The reply was stony and disapproving. Jokes like that were not made by senior officers or bloody management or whatever they were called in his new outfit. He wasn't familiar and he didn't like people who were.

Kidson said pleasantly, ‘Thank you. Good morning.'

It was easy to flip through the night book. There were the usual signatures. Security. Telephone and telex operator. Duty officer. And one almost illegible scrawl. She'd done a good job of disguising her own rather sharp handwriting. This was little more than a flat pen stroke with a line underneath it.

‘You bitch,' he said to himself. ‘You lying, devious bitch – what the hell are you up to?' And the answer was too simple. Angling for the brigadier's job. Going out on her own on some head hunt which would put her ahead of him and Humphrey. He had always liked Davina. Admired her professionalism and respected that steely integrity which was her trademark as an operative and as a person. But he had never thought of her as a woman, never connected her as bone and blood with his beautiful wife, and didn't want to see any resemblance. Two men had loved her, and Kidson couldn't for the life of him see why. But he realized how a man could hate her so that the bile of it burned his throat.

In his office he sorted his letters and memos, glanced briefly at the appointments book which his secretary had left ready and found he couldn't concentrate.

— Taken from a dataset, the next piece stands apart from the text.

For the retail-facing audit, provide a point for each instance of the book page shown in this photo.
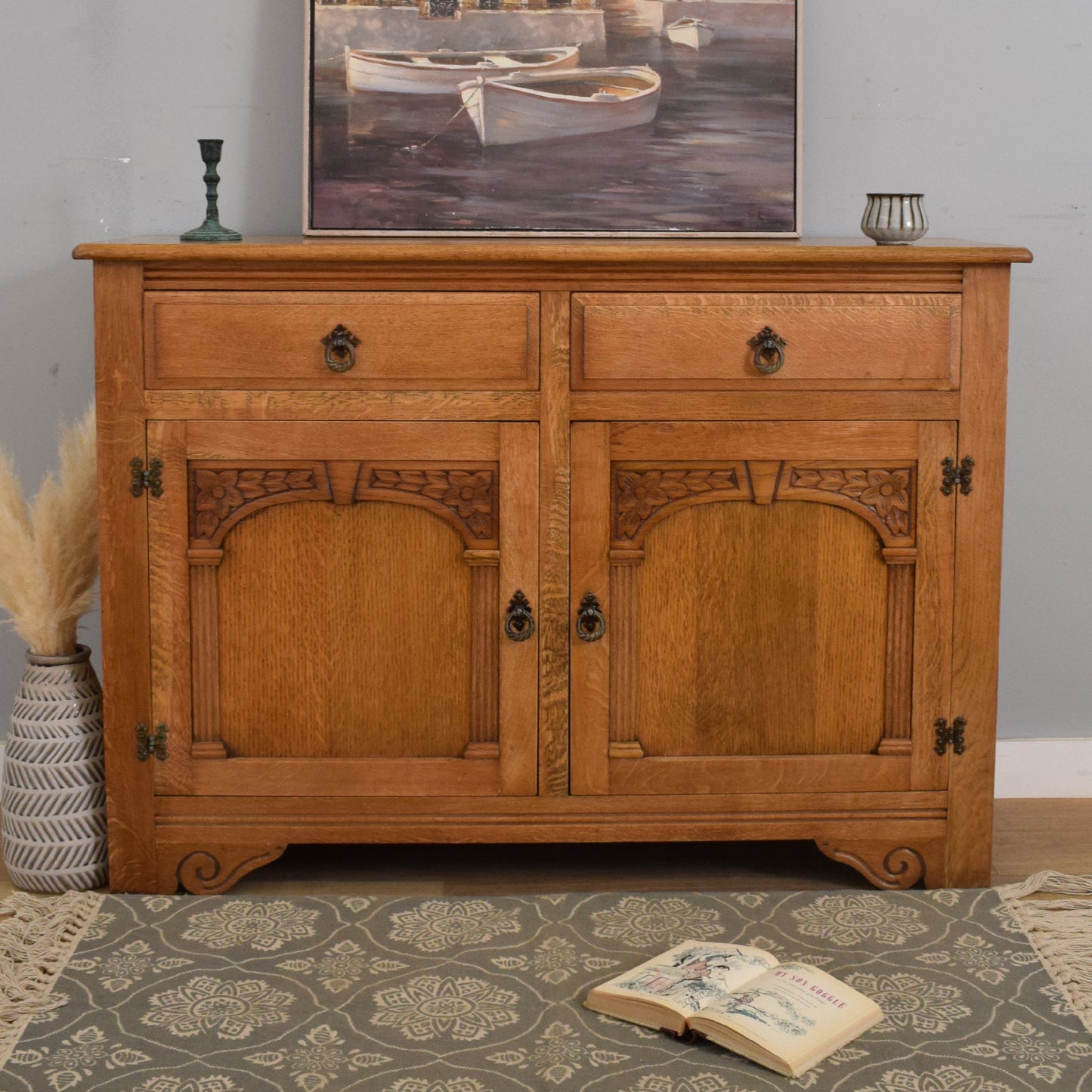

Should he go and see Humphrey, alert him? He pushed his chair back and took a deep breath. Was he taking too much for granted because Charlie had seen her sister coming out of the little yard that led to nowhere? He had dismissed the signature as a forgery because he had made up his mind that no such person as Miss Burgess existed … and yet the name suddenly rang a bell. Of course, there had been a Miss Burgess who worked as a secretary and had left three or four years ago, he couldn't quite remember – he couldn't picture her in his mind either. Browny ginger was a non-description, a negative response to his suggestion that the woman was a blonde. The whole thing could just be the product of his own irritable suspicions. Just. He looked at his watch. He might catch the duty officer before he left. The security staff always arrived and went off earlier than the clerical.